= John Sinclair (sociologist) =

John Sinclair is a sociologist of international media, communication and culture. Based in Melbourne, Australia, he is acknowledged internationally for his published work on the global television and advertising industries, particularly as they have developed in Latin America and Asia. He also has written on the media use of peoples in diasporic and transnational contexts, and on related processes of consumption and the commercialisation of cultures.

== Career ==
Sinclair completed his PhD on the impact of television advertising in Mexico, investigating the "cultural imperialism" thesis prevalent at the time. His subsequent Images Incorporated of 1987 was one of the first books to take account of the emergent global structure of the advertising industry, analysed as a set of institutional relations between advertisers, advertising agencies, and the media, which he called a "manufacturing-marketing-media complex". The globalisation of television via satellite, challenging hitherto mainly national systems, was the focus of an internationally collaborative and widely cited study of 1996, New Patterns in Global Television: Peripheral Vision. In 1999, Latin American Television: A Global View was published, in which he argued that Latin America and the Spanish-speaking world formed a "geolinguistic region" as an integrated television market, with language as a market force. His further research interest in the use of media by diasporic communities was elaborated in Floating Lives: The Media of Asian Diasporas, published internationally in 2002, with collaborator Stuart Cunningham.
Sinclair continued to research in each of these areas, more recent work being published as: Advertising, the Media and Globalisation in 2012; Latin American Television Industries in 2013 (with Joseph D. Straubhaar); Consumer Culture in Latin America (co-edited with Anna Pertierra) in 2012; and Media and Communication in the Chinese Diaspora in 2016 (co-edited with Wanning Sun).

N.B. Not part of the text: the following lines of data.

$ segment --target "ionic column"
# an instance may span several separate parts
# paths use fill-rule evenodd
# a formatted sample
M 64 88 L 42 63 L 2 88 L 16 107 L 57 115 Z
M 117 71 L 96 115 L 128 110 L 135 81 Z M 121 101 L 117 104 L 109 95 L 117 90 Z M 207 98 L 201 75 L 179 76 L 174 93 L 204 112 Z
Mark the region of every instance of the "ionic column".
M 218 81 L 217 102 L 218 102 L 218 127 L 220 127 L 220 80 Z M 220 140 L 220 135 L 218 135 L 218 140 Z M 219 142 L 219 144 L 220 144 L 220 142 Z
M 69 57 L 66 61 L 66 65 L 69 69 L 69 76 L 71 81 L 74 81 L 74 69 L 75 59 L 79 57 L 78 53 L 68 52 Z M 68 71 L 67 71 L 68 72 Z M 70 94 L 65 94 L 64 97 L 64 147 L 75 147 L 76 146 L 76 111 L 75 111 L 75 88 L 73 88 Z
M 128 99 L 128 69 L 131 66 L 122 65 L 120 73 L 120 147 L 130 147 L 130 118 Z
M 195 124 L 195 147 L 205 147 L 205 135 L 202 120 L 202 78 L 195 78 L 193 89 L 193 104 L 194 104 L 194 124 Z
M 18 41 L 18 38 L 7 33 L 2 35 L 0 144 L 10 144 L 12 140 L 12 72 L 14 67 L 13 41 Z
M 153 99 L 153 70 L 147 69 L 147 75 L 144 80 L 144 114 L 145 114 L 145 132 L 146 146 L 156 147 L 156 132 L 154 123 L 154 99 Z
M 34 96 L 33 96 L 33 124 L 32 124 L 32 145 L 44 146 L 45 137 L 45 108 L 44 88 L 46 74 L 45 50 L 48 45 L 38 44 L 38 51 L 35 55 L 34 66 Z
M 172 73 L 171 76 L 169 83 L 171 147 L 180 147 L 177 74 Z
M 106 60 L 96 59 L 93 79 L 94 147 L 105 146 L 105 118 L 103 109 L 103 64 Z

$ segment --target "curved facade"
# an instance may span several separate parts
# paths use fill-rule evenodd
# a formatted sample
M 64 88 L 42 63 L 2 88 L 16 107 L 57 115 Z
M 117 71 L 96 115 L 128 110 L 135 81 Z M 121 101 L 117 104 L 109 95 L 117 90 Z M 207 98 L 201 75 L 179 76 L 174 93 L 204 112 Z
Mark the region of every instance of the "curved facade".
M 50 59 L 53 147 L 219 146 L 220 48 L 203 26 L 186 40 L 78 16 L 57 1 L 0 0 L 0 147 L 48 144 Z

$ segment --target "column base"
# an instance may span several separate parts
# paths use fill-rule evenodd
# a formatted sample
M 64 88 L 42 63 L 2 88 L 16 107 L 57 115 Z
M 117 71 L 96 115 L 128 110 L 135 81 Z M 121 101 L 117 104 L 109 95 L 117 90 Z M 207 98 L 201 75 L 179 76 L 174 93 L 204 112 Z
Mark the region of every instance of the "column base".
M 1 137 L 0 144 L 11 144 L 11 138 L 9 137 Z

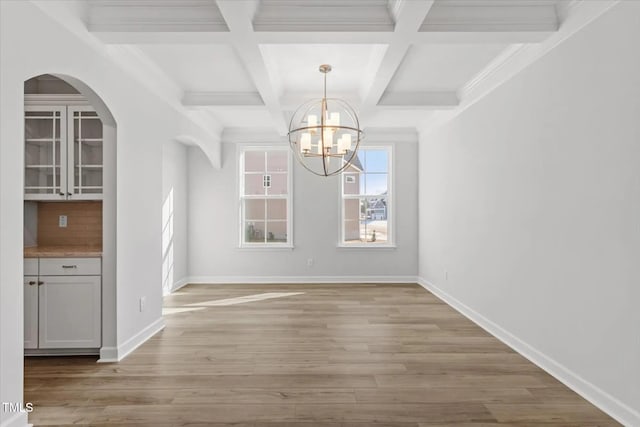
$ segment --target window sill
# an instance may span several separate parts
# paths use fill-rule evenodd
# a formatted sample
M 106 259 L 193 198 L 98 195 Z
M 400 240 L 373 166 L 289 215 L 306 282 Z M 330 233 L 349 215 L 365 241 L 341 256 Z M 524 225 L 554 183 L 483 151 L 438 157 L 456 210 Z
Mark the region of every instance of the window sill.
M 338 244 L 337 246 L 338 249 L 377 249 L 377 250 L 389 250 L 389 251 L 394 251 L 397 249 L 397 246 L 394 244 L 384 244 L 384 245 L 375 245 L 375 244 L 368 244 L 368 245 L 341 245 Z
M 242 251 L 292 251 L 293 245 L 240 245 Z

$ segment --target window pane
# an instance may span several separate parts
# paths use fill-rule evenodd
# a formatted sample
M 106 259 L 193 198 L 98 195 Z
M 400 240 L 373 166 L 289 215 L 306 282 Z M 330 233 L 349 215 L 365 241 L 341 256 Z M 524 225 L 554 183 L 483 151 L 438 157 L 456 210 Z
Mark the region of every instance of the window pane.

Sinclair retired as an Honorary Professorial Fellow at the University of Melbourne in 2024, and had been formerly an Australian Research Council Professorial Fellow there. In his previous academic career at Victoria University, he co-founded the nation's first BA course in Australian Cultural Studies. He has given guest lectures and held visiting professorships at universities in the United States, Mexico, Venezuela, Portugal, and Spain, where he was UNESCO Professor of Communication in 1999. He was elected a Fellow of the Australian Academy of the Humanities in 2001, and has served as Head of its Cultural and Communication Studies Section. He was awarded the Centenary Medal in 2003 in recognition of his services to the field.

In other professional activities, he has been a member of the editorial advisory board of Media International Australia and other Australian and internationally-based journals, and for many years played active roles in the International Association for Media and Communication Research, including the co-founding of the Media and Diasporas Working Group. In 2021, the Association of Iberian and Latin American Studies of Australasia awarded its Lifetime Achievement Award to Sinclair, ‘in recognition of his decades of research and leadership in Latin American Studies'.

== Monographs ==
- 1987 – Images Incorporated: Advertising as Industry and Ideology, Croom Helm, London.
- 1999 – Latin American Television: A Global View, Oxford University Press, Oxford & New York.
- 2000 – Televisión: Comunicación Global y Regionalización, Editorial Gedisa, Barcelona.
- 2012 – Advertising, the Media and Globalisation: A World in Motion, Routledge, London & New York.
- 2013 – Latin American Television Industries, British Film Institute/Palgrave Macmillan, London. With Joseph D. Straubhaar.

== Co-edited works ==
- 1996 – New Patterns in Global Television: Peripheral Vision, Oxford University Press, Oxford & New York. Co-edited with Elizabeth Jacka and Stuart Cunningham.
- 2001 – Floating Lives: The Media of Asian Diasporas, Rowman & Littlefield, Lanham, Maryland Co-written and edited with Stuart Cunningham.
- 2004 – Contemporary World Television, British Film Institute, London. With Graeme Turner, associate editor.
- 2012 – Consumer Culture in Latin America, Palgrave Macmillan, New York. Co-edited with Anna Pertierra.
- 2016 – Media and Communication in the Chinese Diaspora: Rethinking Transnationalism, Routledge, London & New York. Co-edited with Wanning Sun.